VATICAN LOSES ACCESS TO INTERNATIONAL FINANCIAL WATCHDOG INFORMATION – The Egmont Group, a network of financial intelligence units, has suspended the Vatican watchdog from accessing its secure web system – by Francis X. Rocca

ROME -An international network of financial watchdogs has suspended the Vatican’s access to its information, dealing a major blow to the Vatican’s financial credibility under Pope Francis.

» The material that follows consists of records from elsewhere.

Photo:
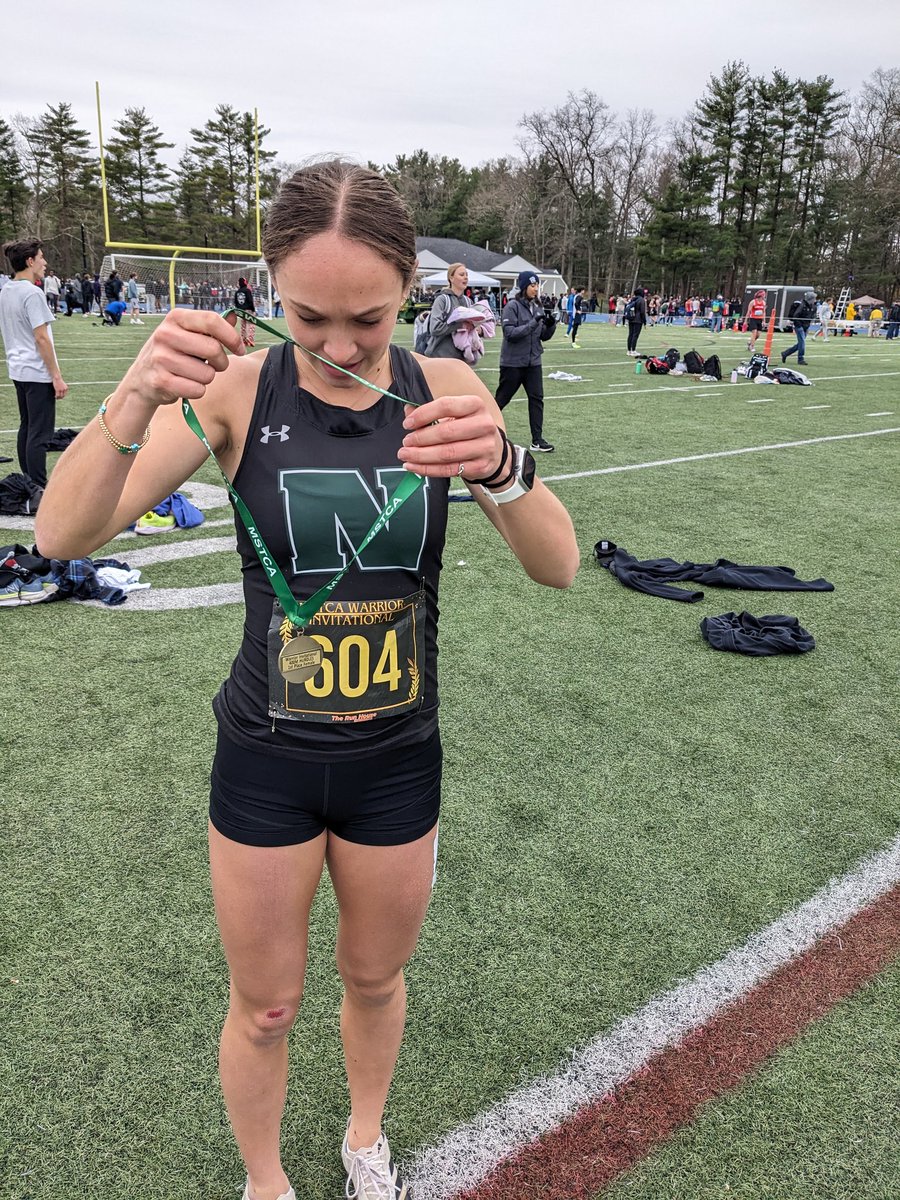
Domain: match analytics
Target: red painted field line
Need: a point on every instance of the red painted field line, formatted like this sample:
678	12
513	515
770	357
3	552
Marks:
600	1141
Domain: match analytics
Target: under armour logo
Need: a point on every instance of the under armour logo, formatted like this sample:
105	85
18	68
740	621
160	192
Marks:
281	435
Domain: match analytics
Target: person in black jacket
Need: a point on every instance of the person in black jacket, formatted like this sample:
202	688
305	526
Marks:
527	325
636	318
244	303
802	313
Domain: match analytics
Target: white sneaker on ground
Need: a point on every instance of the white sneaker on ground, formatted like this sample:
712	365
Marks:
371	1173
287	1195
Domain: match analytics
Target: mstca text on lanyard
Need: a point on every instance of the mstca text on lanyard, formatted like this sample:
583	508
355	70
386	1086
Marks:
301	657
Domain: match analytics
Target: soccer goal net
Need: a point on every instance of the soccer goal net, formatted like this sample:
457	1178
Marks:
199	282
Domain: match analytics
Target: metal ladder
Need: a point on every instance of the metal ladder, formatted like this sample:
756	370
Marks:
843	301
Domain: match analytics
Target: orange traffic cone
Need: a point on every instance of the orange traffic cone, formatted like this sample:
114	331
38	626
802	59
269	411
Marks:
769	334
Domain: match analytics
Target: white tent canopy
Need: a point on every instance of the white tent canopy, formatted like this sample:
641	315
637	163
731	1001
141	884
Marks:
475	280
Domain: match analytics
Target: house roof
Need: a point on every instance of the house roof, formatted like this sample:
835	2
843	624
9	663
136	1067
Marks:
427	259
453	250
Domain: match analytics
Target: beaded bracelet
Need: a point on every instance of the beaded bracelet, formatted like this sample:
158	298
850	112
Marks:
120	445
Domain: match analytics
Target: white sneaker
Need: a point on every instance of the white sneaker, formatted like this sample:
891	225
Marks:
287	1195
371	1173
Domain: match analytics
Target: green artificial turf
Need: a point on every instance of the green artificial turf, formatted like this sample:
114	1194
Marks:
622	804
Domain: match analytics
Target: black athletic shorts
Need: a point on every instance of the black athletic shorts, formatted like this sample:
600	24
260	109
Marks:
384	799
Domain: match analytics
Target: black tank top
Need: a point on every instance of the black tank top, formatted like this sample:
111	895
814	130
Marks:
315	477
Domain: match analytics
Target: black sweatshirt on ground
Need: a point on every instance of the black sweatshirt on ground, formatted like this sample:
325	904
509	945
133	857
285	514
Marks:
655	575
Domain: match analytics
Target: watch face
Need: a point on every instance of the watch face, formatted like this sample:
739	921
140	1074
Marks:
527	473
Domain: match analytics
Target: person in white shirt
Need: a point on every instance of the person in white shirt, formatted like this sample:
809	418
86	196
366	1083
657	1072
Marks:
25	321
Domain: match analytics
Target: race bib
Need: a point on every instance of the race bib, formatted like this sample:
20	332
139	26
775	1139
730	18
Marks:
372	661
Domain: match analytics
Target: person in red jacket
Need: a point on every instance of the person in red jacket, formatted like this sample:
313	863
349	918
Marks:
755	318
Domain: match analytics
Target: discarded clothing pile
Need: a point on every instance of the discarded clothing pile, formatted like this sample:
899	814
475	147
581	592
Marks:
19	496
756	635
654	575
775	634
30	577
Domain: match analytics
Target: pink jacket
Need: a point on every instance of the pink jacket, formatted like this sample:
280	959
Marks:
473	323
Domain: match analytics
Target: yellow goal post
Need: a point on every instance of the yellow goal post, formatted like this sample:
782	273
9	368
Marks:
171	253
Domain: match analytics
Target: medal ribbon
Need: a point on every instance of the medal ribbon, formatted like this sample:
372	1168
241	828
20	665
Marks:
299	615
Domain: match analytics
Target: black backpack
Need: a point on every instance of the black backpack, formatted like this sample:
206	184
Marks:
19	496
713	366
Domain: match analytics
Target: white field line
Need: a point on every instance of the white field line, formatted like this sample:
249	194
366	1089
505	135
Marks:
713	454
211	496
78	383
687	388
167	599
467	1155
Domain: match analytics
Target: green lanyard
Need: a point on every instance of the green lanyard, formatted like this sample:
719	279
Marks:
299	615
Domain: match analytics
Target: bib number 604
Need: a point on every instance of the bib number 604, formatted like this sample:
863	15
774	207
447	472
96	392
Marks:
355	675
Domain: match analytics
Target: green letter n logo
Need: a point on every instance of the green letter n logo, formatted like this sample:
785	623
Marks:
329	513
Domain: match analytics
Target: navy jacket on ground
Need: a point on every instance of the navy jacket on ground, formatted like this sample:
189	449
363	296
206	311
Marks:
655	575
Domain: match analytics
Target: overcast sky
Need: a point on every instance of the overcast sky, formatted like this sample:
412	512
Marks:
372	79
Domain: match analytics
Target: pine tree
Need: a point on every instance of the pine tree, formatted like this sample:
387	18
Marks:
13	190
70	185
138	181
222	154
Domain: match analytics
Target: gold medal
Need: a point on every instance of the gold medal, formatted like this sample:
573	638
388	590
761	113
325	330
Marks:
300	659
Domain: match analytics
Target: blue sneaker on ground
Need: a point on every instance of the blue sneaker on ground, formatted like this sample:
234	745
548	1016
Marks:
22	592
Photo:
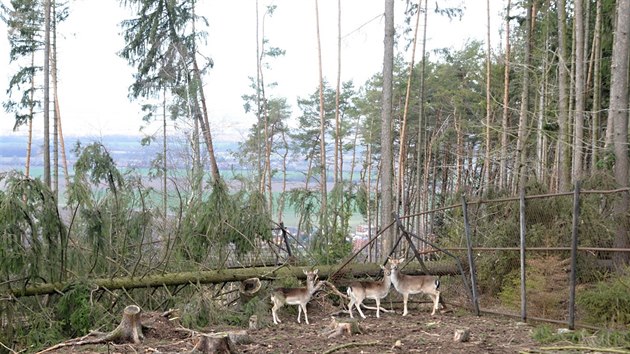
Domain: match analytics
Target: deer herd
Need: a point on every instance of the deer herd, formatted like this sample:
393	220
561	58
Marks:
361	290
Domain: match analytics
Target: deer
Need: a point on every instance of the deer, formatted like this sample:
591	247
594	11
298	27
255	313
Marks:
414	284
295	296
360	290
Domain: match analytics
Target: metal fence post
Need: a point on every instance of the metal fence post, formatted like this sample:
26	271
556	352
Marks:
523	265
574	242
471	263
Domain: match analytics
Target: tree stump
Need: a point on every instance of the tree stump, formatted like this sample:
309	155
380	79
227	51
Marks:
248	289
253	322
216	343
343	327
239	337
130	327
461	335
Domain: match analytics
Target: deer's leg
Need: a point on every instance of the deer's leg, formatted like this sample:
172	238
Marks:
405	298
305	315
352	302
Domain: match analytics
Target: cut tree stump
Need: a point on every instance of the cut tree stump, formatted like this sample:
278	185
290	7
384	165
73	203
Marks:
461	335
130	327
343	327
215	343
128	331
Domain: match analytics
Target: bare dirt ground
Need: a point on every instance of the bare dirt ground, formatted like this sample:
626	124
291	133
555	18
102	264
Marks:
418	332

The Egmont Group, a Toronto-based network of more than 160 national financial intelligence units around the world, has decided to suspend the Vatican watchdog from access to its secure web system, through which members share information about money laundering, financing of terrorism, tax fraud and other financial crimes….” (https://www.wsj.com/articles/vatican-loses-access-to-international-financial-watchdog-information-11574199689)

CARDINAL PAROLIN SAYS HE ARRANGED CONTROVERSIAL HOSPITAL LOAN, PAPAL FOUNDATION GRANT

Vatican City, Nov 20, 2019 / 10:26 am (CNA) – The Vatican Secretary of State told CNA this week that he is responsible for arranging a controversial loan for the purchase of a bankrupt Italian hospital, and that he arranged with Cardinal Donald Wuerl a grant from the U.S.-based Papal Foundation to cover the loan when it could not be repaid.

Cardinal Pietro Parolin told CNA he felt “compelled” to address the matter “in order to put an end to a controversy that takes away time and resources from our service to the Lord, to the Church and to the Pope, and disturbs the conscience of many Catholics.”

“The operations involving IDI…are ascribable to myself,” Parolin told CNA Nov. 19, while insisting that his actions regarding the IDI were both legal and transparent.

CNA asked Parolin to confirm that he personally had arranged a 2014 loan of 50 million euros from APSA, the Vatican’s central bank, to partially fund the purchase of the bankrupt IDI hospital. The cardinal confirmed that he had.

The IDI was purchased in 2015 by a for-profit partnership of the Vatican’s Secretariat of State and the religious order that had owned and managed the hospital while it went bankrupt, incurred 800 million euros of debt, and saw some of its former administrators prosecuted and jailed for systematic fraud and embezzlement.

Though Parolin said the arrangement was “carried out with fair intentions and honest means,” the APSA loan is likely to draw scrutiny from European banking regulators, as the loan seems to violate 2012 regulatory agreements prohibiting the bank from making commercial loans.

Those agreements were the result of an on-site inspection by Moneyval, the Council of Europe’s Committee for combating money laundering and terrorist financing, and legally prohibit APSA from providing services to individuals or taking part in commercial transactions.

CNA also asked Parolin to confirm that he had personally devised a plan with Wuerl to request Papal Foundation funds to cover APSA’s bad loan. The cardinal confirmed that he had.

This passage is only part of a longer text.